I don't even like neon, and yet still my pants feel tighter, nice work, gorgeous pics too


----------



## kenjihara (Mar 7, 2006)

Wow.


----------



## mojo_matic (Jul 15, 2007)

TURN IT OFF, TURN IT OFF!!! 

Awsome....

My favorite part of the entire rig is the fork. Too cool!!!


----------



## ckevlar (Feb 9, 2005)

Nice suit. Oh and that would be a Campy Centaur group. Not Euclid.


----------



## The Bat Bike (Feb 3, 2005)

*Wow!!*

Awesome bike and love the campy goodies!


----------



## 24pouces (Jan 8, 2007)

ckevlar said:


> Nice suit. Oh and that would be a Campy Centaur group. Not Euclid.
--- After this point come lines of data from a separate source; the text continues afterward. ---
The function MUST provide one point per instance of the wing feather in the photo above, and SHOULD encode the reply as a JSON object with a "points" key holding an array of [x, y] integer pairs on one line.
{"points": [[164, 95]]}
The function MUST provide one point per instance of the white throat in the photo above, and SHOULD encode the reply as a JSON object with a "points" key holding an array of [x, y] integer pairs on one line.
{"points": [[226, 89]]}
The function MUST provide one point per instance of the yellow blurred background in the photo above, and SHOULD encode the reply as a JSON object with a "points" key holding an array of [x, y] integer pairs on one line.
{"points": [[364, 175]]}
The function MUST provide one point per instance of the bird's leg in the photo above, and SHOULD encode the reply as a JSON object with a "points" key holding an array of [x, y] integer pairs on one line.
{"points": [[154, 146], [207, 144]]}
It could be an euclid. It existed in black, not only in grey


----------



## ckevlar (Feb 9, 2005)

The brakes and crank are definitely centaur. The hubs are euclid b/c they have the grease port. As far as I know Euclid only came in one finish. All the groups below(centaur and icarus) came painted.


----------



## Shayne (Jan 14, 2004)

*Nope, That's A Euclid Build*

Euclid was indeed available in Graphite.
The brake levers and brakes (of that style) were the same between the Centaur and Euclid groups.
The Euclid cranks were more 'shapely' as these are. Centaur cranks were just flat pretty much, not sculpted ar both ends.

Icarus and Record O.R. are the only groups that only came polished.


----------